Im Oktober 1862 schenkten die Angehörigen des im Juli in der Mosel ertrunkenen und in Lay beerdigten Sir James B. Winstanley der Kirchengemeinde 60 englische Pfund. Das Geld sollte für die bereits anstehende notwendige Instandsetzung des Kirchturmes verwendet werden. Als Gegenleistung verpflichteten sich Kirchen- und Zivilgemeinde, das Grab von Sir Winstanley auf ewig erhalten zu wollen, was wohl irgendwann in Vergessenheit geriet - denn das Grab ist schon lange verschwunden.

Renovierungsgeschichte
Die umfangreiche Restaurierung des Kirchturmes erfolgte 1869. Pastor Johann Adam Roth hatte für die Ausführung der Steinmetzarbeiten den Koblenzer Steinmetz Corde beauftragt. Es wurden fehlende Gesims- und Gurtsteine ersetzt und Säulchen der Biforienfenster erneuert. Die Steinmetzarbeiten beliefen sich auf 131 Thaler, 1 Silbergroschen. Die Verputzer- und Anstreicherarbeiten wurden von vier Layer Handwerkern ausgeführt. Nach deren Rechnung über 201 Thaler, 9 Silbergroschen wird der gesamte Turm neu verputzt und gestrichen worden sein. Sie gravierten ihre Namen in den frischen Putz im Giebel des Turmes ein (Bild 3) und verewigten sich damit. Die Inschrift wurde bei den Restaurierungen 1976 und 2022 farblich hervorgehoben.

Die Handwerker:
Franz HELM, Maurer *1823, Lay +1898, Lay
PHilipp WEINAND, Maurermeister *1823, Lay +1883, Lay
Wilhelm HELM, Winzer *1827, Lay +1907, Lay
Johann HONSDORF, Tagelöhner.

Letzterer lässt sich nicht eindeutig zuordnen, da es damals zwei Personen mit Namen Johann Honsdorf in Lay gab. Beide waren Tagelöhner und könnten gemäß ihren Lebensdaten mitgearbeitet haben (*1837 +1876) bzw. (*1841 +1909), beide */+ Lay.
Alle Genannten entstammen alteingesessenen Layer Familien, waren 1869 bereits verheiratet und hatten eigene Familien gegründet. Maurermeister Philipp Weinand wird noch bei weiteren Maurerarbeiten an der Kirche in jener Zeit erwähnt. Winzer Wilhelm Helm dürfte als Handlanger tätig gewesen sein. Die Gesamtkosten der ausgeführten Arbeiten beliefen sich auf 526 Thaler, 16 Silbergroschen und mussten von der Kirchengemeinde aufgebracht werden. Dass dies damals eine stattliche Summe war, lässt sich mit folgendem Beispiel ein wenig verdeutlichen. 1862 beschaffte die Kirchengemeinde ihre erste Orgel von der Orgelfabrik Weil in Neuwied für 415 Thaler, sie wurde bis 1984 in der Pfarrkirche genutzt.

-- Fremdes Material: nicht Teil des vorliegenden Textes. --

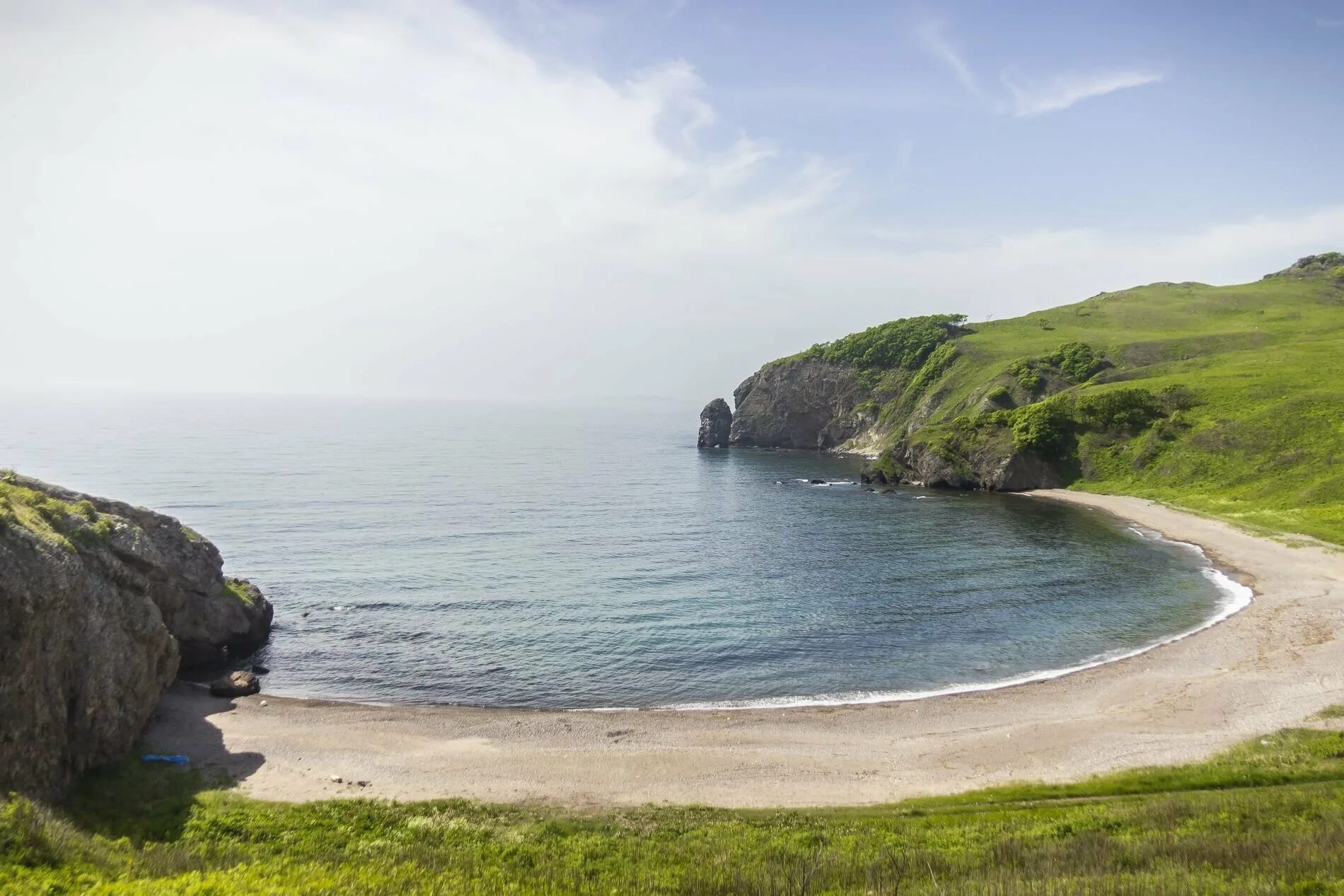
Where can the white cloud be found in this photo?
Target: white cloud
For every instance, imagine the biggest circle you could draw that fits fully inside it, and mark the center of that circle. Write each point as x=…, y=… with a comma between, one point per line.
x=937, y=45
x=225, y=198
x=1065, y=91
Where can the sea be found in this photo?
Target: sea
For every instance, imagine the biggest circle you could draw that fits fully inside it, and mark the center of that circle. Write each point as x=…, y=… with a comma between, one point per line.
x=589, y=557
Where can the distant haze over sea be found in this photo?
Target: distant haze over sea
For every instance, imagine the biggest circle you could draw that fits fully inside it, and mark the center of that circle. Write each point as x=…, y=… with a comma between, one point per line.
x=588, y=557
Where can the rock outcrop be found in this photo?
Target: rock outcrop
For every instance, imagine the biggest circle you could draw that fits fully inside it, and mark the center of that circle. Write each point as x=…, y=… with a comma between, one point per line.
x=715, y=425
x=1324, y=265
x=800, y=405
x=996, y=467
x=98, y=603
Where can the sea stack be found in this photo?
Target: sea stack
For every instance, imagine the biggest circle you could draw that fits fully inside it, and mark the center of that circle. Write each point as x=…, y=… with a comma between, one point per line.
x=100, y=603
x=715, y=425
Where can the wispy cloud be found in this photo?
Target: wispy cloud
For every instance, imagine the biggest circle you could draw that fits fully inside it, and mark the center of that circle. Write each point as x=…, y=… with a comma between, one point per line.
x=937, y=45
x=1065, y=91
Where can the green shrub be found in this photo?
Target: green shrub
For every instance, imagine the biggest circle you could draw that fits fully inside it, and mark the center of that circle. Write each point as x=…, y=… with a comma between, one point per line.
x=997, y=394
x=903, y=343
x=1024, y=371
x=1127, y=410
x=1176, y=398
x=939, y=361
x=1075, y=361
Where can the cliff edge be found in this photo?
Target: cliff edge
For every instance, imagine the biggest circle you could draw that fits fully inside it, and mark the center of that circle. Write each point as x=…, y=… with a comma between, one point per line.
x=1220, y=398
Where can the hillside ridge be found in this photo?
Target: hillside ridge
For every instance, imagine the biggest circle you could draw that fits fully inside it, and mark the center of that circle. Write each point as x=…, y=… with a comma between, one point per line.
x=1223, y=400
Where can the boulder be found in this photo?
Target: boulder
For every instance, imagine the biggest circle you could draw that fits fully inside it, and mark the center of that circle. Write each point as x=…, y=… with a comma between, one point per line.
x=100, y=602
x=715, y=425
x=236, y=684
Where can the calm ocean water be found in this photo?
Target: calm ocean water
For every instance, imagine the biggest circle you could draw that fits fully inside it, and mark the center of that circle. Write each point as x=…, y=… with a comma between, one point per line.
x=591, y=557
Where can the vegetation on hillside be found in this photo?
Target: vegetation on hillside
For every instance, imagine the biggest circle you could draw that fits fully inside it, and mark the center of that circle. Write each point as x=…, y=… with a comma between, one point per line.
x=53, y=520
x=902, y=344
x=1266, y=817
x=1222, y=400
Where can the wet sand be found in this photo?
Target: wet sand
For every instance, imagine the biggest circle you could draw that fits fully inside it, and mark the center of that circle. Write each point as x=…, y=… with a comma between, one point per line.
x=1265, y=668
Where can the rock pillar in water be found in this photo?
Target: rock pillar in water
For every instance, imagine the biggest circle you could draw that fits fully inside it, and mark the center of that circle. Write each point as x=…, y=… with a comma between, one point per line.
x=715, y=425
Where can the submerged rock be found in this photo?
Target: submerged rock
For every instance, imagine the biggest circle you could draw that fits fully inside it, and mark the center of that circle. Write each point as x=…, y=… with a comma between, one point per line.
x=715, y=425
x=100, y=602
x=236, y=684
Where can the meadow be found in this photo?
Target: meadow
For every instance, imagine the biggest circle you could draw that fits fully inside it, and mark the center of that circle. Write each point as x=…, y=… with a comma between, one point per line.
x=1265, y=817
x=1245, y=388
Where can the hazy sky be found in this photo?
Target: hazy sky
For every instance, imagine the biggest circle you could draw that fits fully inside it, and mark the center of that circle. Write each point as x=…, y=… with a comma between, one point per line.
x=540, y=199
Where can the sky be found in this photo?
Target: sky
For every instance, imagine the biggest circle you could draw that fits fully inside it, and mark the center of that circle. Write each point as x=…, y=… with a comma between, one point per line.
x=533, y=199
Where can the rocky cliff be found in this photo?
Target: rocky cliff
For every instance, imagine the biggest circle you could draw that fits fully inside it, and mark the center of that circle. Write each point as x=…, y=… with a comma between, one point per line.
x=801, y=405
x=100, y=602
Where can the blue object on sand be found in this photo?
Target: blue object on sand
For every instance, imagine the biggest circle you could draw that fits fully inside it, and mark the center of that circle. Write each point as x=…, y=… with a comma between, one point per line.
x=178, y=760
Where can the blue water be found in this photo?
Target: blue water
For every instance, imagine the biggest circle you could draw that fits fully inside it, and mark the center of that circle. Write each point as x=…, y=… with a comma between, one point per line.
x=591, y=557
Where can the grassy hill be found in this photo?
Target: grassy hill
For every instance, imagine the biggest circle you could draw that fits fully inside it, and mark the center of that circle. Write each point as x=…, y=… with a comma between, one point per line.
x=1266, y=817
x=1222, y=400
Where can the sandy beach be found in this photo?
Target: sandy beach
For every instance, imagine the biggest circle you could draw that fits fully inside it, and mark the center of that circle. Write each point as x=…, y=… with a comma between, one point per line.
x=1268, y=667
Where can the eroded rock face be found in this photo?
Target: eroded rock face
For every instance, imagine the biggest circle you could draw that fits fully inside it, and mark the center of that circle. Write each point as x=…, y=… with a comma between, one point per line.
x=715, y=425
x=994, y=467
x=801, y=405
x=94, y=605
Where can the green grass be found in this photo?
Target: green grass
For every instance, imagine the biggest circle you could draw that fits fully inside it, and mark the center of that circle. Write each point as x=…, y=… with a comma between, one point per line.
x=1266, y=817
x=1263, y=440
x=52, y=520
x=241, y=590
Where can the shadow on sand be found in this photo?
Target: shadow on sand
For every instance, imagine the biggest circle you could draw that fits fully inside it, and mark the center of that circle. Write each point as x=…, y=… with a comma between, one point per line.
x=151, y=802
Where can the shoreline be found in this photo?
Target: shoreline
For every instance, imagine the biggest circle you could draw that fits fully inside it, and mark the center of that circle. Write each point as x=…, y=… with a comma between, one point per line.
x=1265, y=667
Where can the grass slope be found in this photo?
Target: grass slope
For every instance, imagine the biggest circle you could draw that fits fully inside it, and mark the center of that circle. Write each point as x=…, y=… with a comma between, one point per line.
x=1266, y=817
x=1260, y=440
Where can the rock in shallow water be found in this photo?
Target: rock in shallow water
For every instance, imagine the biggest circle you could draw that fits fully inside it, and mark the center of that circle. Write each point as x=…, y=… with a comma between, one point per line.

Nachdem Lay 1921 mit elektrischem Strom versorgt wurde, erfolgte 1926 eine wesentliche Modernisierung im Inneren des Kirchturmes. Die damals noch drei im oberen und unteren Glockenstuhl hängenden Bronzeglocken wurden erstmals mit einer elektrischen Läuteanlage ausgestattet. Das mühsame Läuten mittels Seil hatte damit ein Ende. Die größte der drei Glocken musste leider 1942 für Rüstungszwecke abgegeben werden und kam nicht mehr zurück.

1927 inspizierte der Provinzialkonservator der Rheinprovinz, Theodor Wildemann Kirche und Turm. Zum Kirchturm stellte er fest, dass der Kaiserstiel (senkrechter Rundbalken in der Turmspitze zwecks Aufnahme des Turmkreuzes) wegen Undichtigkeit an der Kreuzfassung faul war. Infolgedessen hing das darin befestigte gotische Turmkreuz schief und hätte eines Tages herunterfallen können. Damit dieses wieder einen festen Halt hatte, musste der Kaiserstiel erneuert werden. Dieses wird 1929 geschehen sein, nachdem im Zuge der 1928/29 erfolgten Kirchenerweiterung der Turm teilweise neu verputzt wurde und einen neuen Anstrich erhielt.

1976 wurden unter Pastor Bruno Ziegler der spätromanische Altbau der Kirche und der Turm mit einem neuen Anstrich versehen. Restauratorin Schreyögg, Leutesdorf und Bistumskonservator Dr. Ronig, Trier hatten nach alten Farbspuren die neuen Farben zusammengestellt. Die fachgerechte Auftragung der Mineralfarben übernahmen mehr als 20 freiwillige Layer Helfer unter der Leitung von Malermeister Matthias 'Meddi' Werner. Im Kirchturm wurde das 1919 eingebaute und jetzt defekte Werk der Turmuhr stillgelegt und das Schlagwerk entfernt. Auch verschwand das große Zifferblatt (2 m Durchmesser) am nördlichen Giebel des Turmes, das noch von einer Vorgängeruhr stammte (1738 erste Erwähnung einer Turmuhr). Aus statischen Gründen wurden die beiden 1377 und um 1440 gegossenen Bronzeglocken, die bis dahin getrennt im oberen und unteren Glockenstuhl hingen, im oberen Glockenstuhl im Giebelgeschoss des Kirchturmes vereint.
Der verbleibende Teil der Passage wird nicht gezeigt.